The pyrazine ring and its two substituents at C1 and C2 determine a planar group [mean deviation 0.01 (1) Å], which binds in a slightly slanted way through the outermost atoms O1 and N3 to the Cu coordination plane [dihedral angle 16.8 (1)°]. Thus, the six-membered ring O1/C1/C2/C5/N3/Cu1 presents an envelope conformation, with the Cu atom puckering 0.38 (1) Å away from the planar group defined by the remaining five atoms.

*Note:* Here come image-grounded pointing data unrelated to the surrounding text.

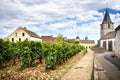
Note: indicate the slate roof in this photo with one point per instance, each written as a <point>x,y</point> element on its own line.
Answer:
<point>87,41</point>
<point>32,34</point>
<point>109,35</point>
<point>106,18</point>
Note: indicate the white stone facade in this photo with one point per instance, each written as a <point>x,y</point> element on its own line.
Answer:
<point>105,43</point>
<point>117,44</point>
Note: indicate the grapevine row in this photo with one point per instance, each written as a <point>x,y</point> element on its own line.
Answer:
<point>32,52</point>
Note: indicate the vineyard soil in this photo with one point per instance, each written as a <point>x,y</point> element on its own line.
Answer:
<point>39,72</point>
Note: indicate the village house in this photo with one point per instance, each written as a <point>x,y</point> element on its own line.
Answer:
<point>117,42</point>
<point>21,34</point>
<point>48,38</point>
<point>107,33</point>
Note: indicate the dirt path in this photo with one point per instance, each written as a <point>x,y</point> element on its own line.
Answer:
<point>82,70</point>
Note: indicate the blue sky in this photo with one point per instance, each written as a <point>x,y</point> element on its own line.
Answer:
<point>52,17</point>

There are four lateral substituents attached to the planar main frame of (I), namely Me at C3, Et at C5, n-hexyl at N1 and Ph at N3. All of them, with the obvious exception of the methyl group, are almost perpendicular to the quasi-planar coordination core, the Ph group subtending an angle of 77.4 (1)° and the two aliphatic chains deviating from the vertical by 17 (1)°. The hexyl group presents a striking unperturbed almost planar zigzag conformation, with torsion angles in the range 177.1 (1)–179.2 (1)°. A survey of the CSD showed this to be a rather infrequent conformation: in 842 cases (89% out of a total of 947 hexyl groups reported), the aliphatic chain presented greater deviations from a perfect unperturbed zigzag state, as measured by the largest torsion angle deviation from an expected 180°. Incidentally, only one out of the 947 structures surveyed showed a symmetry-forced perfectly planar conformation.
This particular disposition of the sustituents in (I) introduces a strong steric limitation to the approach of planar groups from different molecules, and thus precludes the most noteworthy intermolecular interaction found in the structure of the free ligand (Belmar et al., 2004), viz. the π–π contact between aromatic rings.
Previously reported structural work on complexes derived from related ligands strongly suggests an `enamine-to-imine' shift of the character of the ligand upon coordination, viz. a nitridomanganese(V) complex with N,N'-bis{[1-(n-hexyl)-3-methyl-5-oxo-2-pyrazolin-4-yl]propyliden-1-yl}-ethylenediamine (Belmar et al., 2005). In those cases, however, the comparison of conformations `before' and `after' coordination could only be made through the use of similar (but not the same) ligands, as the present study is the first case where both structures (free ligand and a derived complex) are known from an X-ray analysis. A comparison of selected ligand bond distances for (I) and their homologues in the free moiety (taken from Belmar et al., 2004) is shown in Fig. 3. Although individual differences are subtle enough to be considered not relevant, the overall trend of the bond lengths changes in the N3—C5—C2—C1—O1 chain clearly points to an enamine-to-imine shift of the ligand character after complexation.